Zunächst dauerte es bis ins Jahr 2010, bis die Stadt
die erforderliche Änderung des Bebauungsplans Nr. 25 in Kraft setzte. 
Anschließend blockierte die Stadt durch die rechtswidrige Verweigerung der Bestätigung
ihres Vorkaufsrechtsverzichts fast zwei Jahre lang die Übertragung der Strandvillen auf die
für die Realisierung der Maßnahmen gegründete Projektgesellschaft. 
Schließlich wird der ECH seit mehr als einem Jahr und bis heute (Anm. ZAM: Das Urteil vom 05.12.2013 ist noch nicht umgesetzt worden) die Verlängerung der Baugenehmigungen für die Strandvillen verweigert. Vor diesem Hintergrund kann keine Rede davon sein, die ECH habe sich einseitig von den zeitlichen Festlegungen des Grundlagenvertrages gelöst.

 

 

Fakt 5: Stadt ignoriert erbrachte Leistungen der ECH.

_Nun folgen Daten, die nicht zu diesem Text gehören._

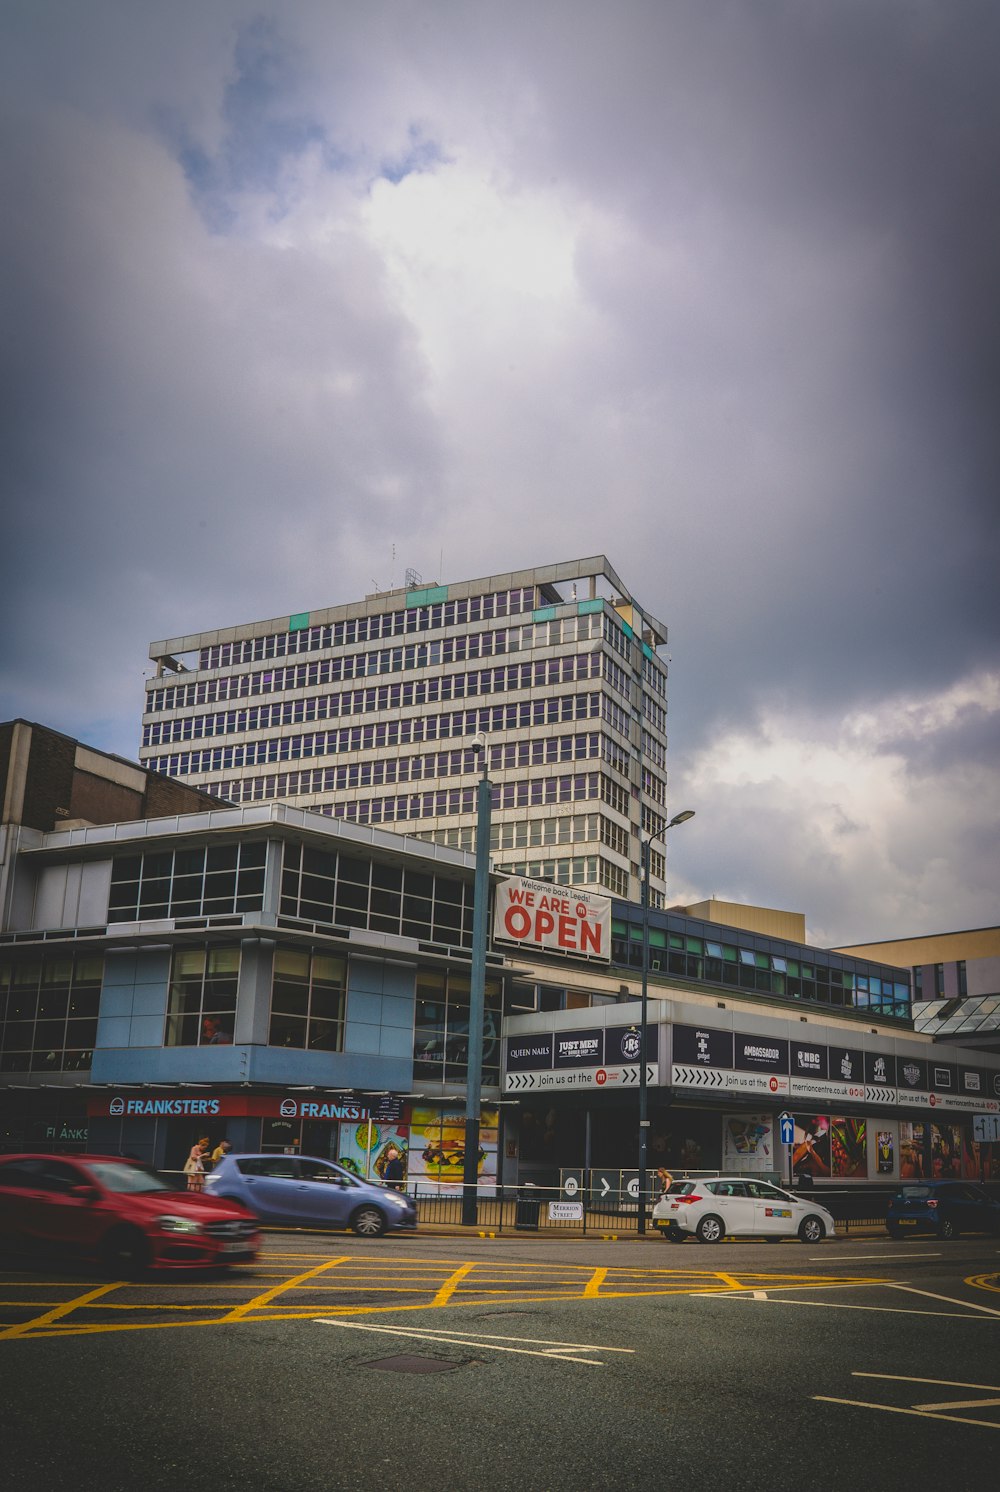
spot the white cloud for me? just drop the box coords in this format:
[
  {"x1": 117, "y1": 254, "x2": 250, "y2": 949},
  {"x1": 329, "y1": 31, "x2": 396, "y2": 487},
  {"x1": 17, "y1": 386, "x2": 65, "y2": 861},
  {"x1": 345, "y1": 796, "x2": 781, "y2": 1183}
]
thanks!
[{"x1": 673, "y1": 671, "x2": 1000, "y2": 945}]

Einmal abgesehen von der Kritik an Details zur Sanierung, die das sprichwörtliche Haar in der Suppe sucht und dabei die Tatsache übersieht, dass ohne Sanierung nichts saniert wäre, ignorieren viele der Kritiker des Vorhabens Jagdfelds das Erreichte. Auch Rechtsanwalt Dr. Beutin verliert offenbar kein Wort über die sechs sanierten Häuser des Grand Hotels, die sanierte Villa „Großfürstin Marie – Perle“, das sanierte „Marien-Cottage“, die Neubauten für das Hotel und damit die Wiedererschaffung des Grand Hotels. Die detaillierten Ausführungen Dr. Hamanns lassen zumindest darauf schließen:

 

Die Stellungnahme von Herrn Dr. Beutin beruht auch insofern auf einem unvollständigen bzw. verzerrten Sachverhalt, als sie mit keinem Wort die Leistungen erwähnt, die die ECH zur Erfüllung des Grundlagenvertrages bereits erbracht hat. Zu nennen sind insoweit u.a. die vollständige Wiedererrichtung des Grand Hotels, der Beginn der Sanierung der Strandvillen (Haus Perle), die Sanierung des Hauses Marie, die Herrichtung des Kurwaldes, die Herrichtung des Hotelparks, der Bau des Steges über die Stein-Packungen sowie die hohen Zahlungen, die ECH an die Stadt geleistet hat, um die Wahrung des Status ,,Seeheilbad“ für Heiligendamm zu unterstützen. Die Stadt hat im Gegenzug bis auf die Herstellung des Liegnitzsteges 
(wobei auch hierfür die ECH den nicht förderfähigen Aufwand der Stadt übernommen hat)
keine ihrer vertraglich übernommenen Pflichten (z.B. Herstellung der Kinderstrandstraße, Errichtung von Parkplätzen am Heizkraftwerk und Anbindung an Kinderstrandstraße, Herstellung eines Rad-/Wanderweges Kinderstrandstraße) erfüllt.
Da Herr Dr. Beutin diese Tatsachen nicht berücksichtigt, beruht seine rechtliche Würdigung
auf einem unvollständigen Sachverhalt und ist daher in ihren Ergebnissen nicht haltbar.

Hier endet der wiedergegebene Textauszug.